15Pour ce qui est de la question de la qualité, il importe que les études africaines soient abordées dans un esprit scientifique. B. Mouralis attire l’attention sur ce point dès l’introduction :
Les essais réunis dans le présent ouvrage […] traduisent, non une quelconque passion pour l’Afrique subsaharienne, mais plus simplement un intérêt intellectuel pour cette partie du continent africain, pour son histoire, pour le rôle qu’y joue l’écrivain comme acteur de la littérature. (p. 9)
16En effet, seule une telle position est susceptible de conduire à des choix épistémologiques pertinents. À cet égard, B. Mouralis se prononce pour une étude pluridisciplinaire. Le chercheur se doit de mobiliser, entre autres, l’histoire, l’anthropologie, les sciences sociales, s’il veut saisir le contexte d’énonciation de la littérature africaine et les enjeux qui l’animent (p. 622). Ce souci de la pluridisciplinarité rejoint celui de la nécessité qu’il y a à donner au terme de « littérature africaine » une acception large.
17L’ouvrage invite également le chercheur à accorder une attention particulière à la notion de champ littéraire7. Cette notion permet en effet de mieux comprendre la nature de la libido qui anime les auteurs et les amène à dépasser les considérations d’ordre politique et identitaire pour privilégier la qualité de l’écriture (p. 660)8. Le champ littéraire se caractérise par son autonomie vis-à-vis des champs politique et économique. Cette autonomie du littéraire pousse l’auteur à faire « de la croyance en la valeur de l’œuvre littéraire le seul mobile de son action et la seule source de sa légitimité » (p. 71). De ce fait, quand bien même il prétend, par exemple, transcrire l’oralité africaine, l’écrivain aura, en réalité, des usages essentiellement littéraires de ce motif. Le texte ne livrera qu’un effet d’oralité tout comme les textes de Kourouma ne livrent qu’un effet de « malinkinisation » de la langue française. Il existe donc un écart entre le discours et la pratique de l’écrivain dont il reste à étudier les modalités et les enjeux. Ainsi, Kourouma affirmera, dans un premier temps, traduire le malinké en français avant de reconnaître que son travail est bien plus complexe9. Quoi qu’il en soit, il importe que le lecteur tienne compte de cet écart sous peine de se perdre dans des contresens.

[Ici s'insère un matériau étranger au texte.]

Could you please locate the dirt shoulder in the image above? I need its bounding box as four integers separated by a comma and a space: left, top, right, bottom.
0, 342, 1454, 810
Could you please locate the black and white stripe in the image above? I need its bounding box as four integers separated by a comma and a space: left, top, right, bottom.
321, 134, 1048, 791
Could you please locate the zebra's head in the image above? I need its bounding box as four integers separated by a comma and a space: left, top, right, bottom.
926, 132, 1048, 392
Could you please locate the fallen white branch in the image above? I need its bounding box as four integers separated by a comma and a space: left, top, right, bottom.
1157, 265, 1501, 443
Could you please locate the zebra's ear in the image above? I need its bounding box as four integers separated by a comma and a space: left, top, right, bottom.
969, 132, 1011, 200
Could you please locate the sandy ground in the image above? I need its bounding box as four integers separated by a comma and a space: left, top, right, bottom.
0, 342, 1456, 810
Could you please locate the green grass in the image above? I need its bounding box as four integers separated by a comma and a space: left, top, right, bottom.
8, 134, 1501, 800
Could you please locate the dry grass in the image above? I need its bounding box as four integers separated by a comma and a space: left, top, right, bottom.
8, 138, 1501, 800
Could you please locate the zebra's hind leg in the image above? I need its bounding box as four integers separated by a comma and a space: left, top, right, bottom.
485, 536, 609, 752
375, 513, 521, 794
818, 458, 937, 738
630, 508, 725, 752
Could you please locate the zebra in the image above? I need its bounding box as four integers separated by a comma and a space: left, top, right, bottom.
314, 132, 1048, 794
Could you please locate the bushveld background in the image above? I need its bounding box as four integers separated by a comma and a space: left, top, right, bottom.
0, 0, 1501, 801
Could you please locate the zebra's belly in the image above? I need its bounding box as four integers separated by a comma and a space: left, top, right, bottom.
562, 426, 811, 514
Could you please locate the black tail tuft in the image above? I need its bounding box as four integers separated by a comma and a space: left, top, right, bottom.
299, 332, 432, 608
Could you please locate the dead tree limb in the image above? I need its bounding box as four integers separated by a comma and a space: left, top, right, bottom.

18Le mérite du livre de Bernard Mouralis est de mettre à nu les mécanismes de l’illusion qui donne à voir l’Afrique et la littérature africaine comme étant des lieux de la différence absolue. S’il y parvient, c’est parce qu’il fait montre, dès le départ, d’une rigueur scientifique qui l’amène à dépasser lui-même les considérations d’ordre politique et identitaire pour constituer la littérature africaine en objet d’étude à part entière là où beaucoup y voient un objet affectif10.